Request release: Available for messages that were quarantined by features using a quarantine policy with the Limited access permission group or the individual Allow recipients to request a message to be released from quarantine (PermissionToRequestRelease) permission. For example, custom quarantine policies.
Selecting the action opens an informational web page that acknowledges the request to release the message from quarantine (The message release request has been initiated. The tenant admin will determine if the request should be approved or denied.). The Release status value of the message on the Email tab of the Quarantine page is Release requested.
Block Sender: Available for messages that were quarantined by features using a quarantine policy with the Full accessor Limited access permission group, or the individual *Block sender (PermissionToBlockSender) permission. For example, DefaultFullAccessWithNotificationPolicy, NotificationEnabledPolicy, or custom quarantine policies.

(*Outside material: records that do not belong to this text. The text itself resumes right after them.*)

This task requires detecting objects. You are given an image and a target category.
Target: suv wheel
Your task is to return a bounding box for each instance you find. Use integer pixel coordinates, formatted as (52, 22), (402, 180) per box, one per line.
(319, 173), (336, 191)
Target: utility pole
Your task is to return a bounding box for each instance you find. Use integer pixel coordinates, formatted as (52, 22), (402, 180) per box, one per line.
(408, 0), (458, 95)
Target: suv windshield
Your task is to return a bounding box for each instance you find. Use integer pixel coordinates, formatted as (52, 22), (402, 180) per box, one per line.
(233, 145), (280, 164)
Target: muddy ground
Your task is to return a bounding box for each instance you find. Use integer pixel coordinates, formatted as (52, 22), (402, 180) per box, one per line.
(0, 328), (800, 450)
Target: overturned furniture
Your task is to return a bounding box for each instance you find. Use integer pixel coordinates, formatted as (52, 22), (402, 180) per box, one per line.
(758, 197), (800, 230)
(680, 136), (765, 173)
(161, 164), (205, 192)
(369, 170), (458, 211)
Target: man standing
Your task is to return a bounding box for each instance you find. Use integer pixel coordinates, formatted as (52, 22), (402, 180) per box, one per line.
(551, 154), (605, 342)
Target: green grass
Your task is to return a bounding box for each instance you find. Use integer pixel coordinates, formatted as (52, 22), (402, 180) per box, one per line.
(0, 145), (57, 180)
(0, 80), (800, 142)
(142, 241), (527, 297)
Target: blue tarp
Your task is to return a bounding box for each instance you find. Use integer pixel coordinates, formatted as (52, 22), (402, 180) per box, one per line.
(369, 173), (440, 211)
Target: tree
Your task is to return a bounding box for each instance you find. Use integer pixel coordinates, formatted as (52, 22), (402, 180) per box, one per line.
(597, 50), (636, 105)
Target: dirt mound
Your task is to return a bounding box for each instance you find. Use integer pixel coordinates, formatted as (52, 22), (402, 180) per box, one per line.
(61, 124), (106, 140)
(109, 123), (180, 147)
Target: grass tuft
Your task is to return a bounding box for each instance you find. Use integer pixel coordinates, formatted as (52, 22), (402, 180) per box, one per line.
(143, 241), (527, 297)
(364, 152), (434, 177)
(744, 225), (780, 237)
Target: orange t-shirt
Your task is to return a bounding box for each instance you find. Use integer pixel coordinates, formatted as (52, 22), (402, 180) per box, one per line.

For this action to work correctly, users need to be enabled for remote PowerShell. For instructions, see Enable or disable access to Exchange Online PowerShell.
This action opens an informational web page to acknowledge that the message was added to the Blocked Senders list in the user's mailbox (for example, Spam message sender was blocked in quarantine).
For more information about the Blocked Senders list, see Block messages from someone and Use Exchange Online PowerShell to configure the safelist collection on a mailbox.
The organization can still receive mail from the blocked sender. Messages from the sender are delivered to user Junk Email folders or to quarantine. To delete messages from the sender upon arrival, use mail flow rules (also known as transport rules) to Block the message.